Everything is more fun with a friend! Sometimes, it can be difficult to stay focused when training your dog alone. However, there are some benefits to finding a partner who’s also training her canine companion. Here are some ways “buddy walks” can help you and your dog.


Just like with a workout partner, having a dog-training partner can keep you motivated when the going gets tough. “Using the buddy system is a great way to keep yourself accountable for training your dog consistently, which is the key to reaching any training goal,” says Amanda Cornell, CPDT-KA, the owner of Accomplished Canines in Mission Viejo, Calif. and an AKC Canine Good Citizen® Evaluator.

Added Distractions

“Buddy walks are a great way to help your dog learn to work through distractions and remain focused on you when there are other dogs and people close by,” explains Cornell. Don’t worry if your partner’s dog isn’t the same age as yours or if he isn’t learning the same things. “As long as both dogs are comfortable being around each other, the buddy walk will work,” says Cornell. “Sometimes it’s really helpful to walk your new puppy with a more experienced dog that can set an example and ignore some of the ‘puppy antics.’ Walking with another dog of similar age or experience can also be a great way to add distractions to your training.”

Set-Up for Success

Cornell suggests talking to your proposed training partner before starting a buddy walk system to ensure you’re on the same page. “Make sure that you are both clear on your individual training goals, and that your goals will not conflict with each other.

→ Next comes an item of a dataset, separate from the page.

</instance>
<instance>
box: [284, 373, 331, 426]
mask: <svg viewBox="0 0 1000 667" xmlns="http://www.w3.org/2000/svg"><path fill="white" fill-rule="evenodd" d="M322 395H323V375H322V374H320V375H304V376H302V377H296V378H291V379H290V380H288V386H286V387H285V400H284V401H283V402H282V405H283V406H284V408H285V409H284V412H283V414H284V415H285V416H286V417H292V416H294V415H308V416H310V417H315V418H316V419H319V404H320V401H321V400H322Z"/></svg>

If you’re trying to work on calm, focused walks with your dog, while your walking partner is letting her dog zigzag all over the trail, you may be setting yourself and your dog up for some frustration,” she adds. “If you’re new to buddy walks, try to find a place to walk that has more space, so that you can increase the distance between the dogs initially if they are too distracted by each other.”

It’s important to remember that some pups are solo artists and don’t do well around other people or dogs. For canines with fear or aggression issues, a buddy walk could make things worse. In these cases, it’s best to consult a professional trainer. But for a lot of dogs, buddy walks are a great way to up your training game and help with socialization.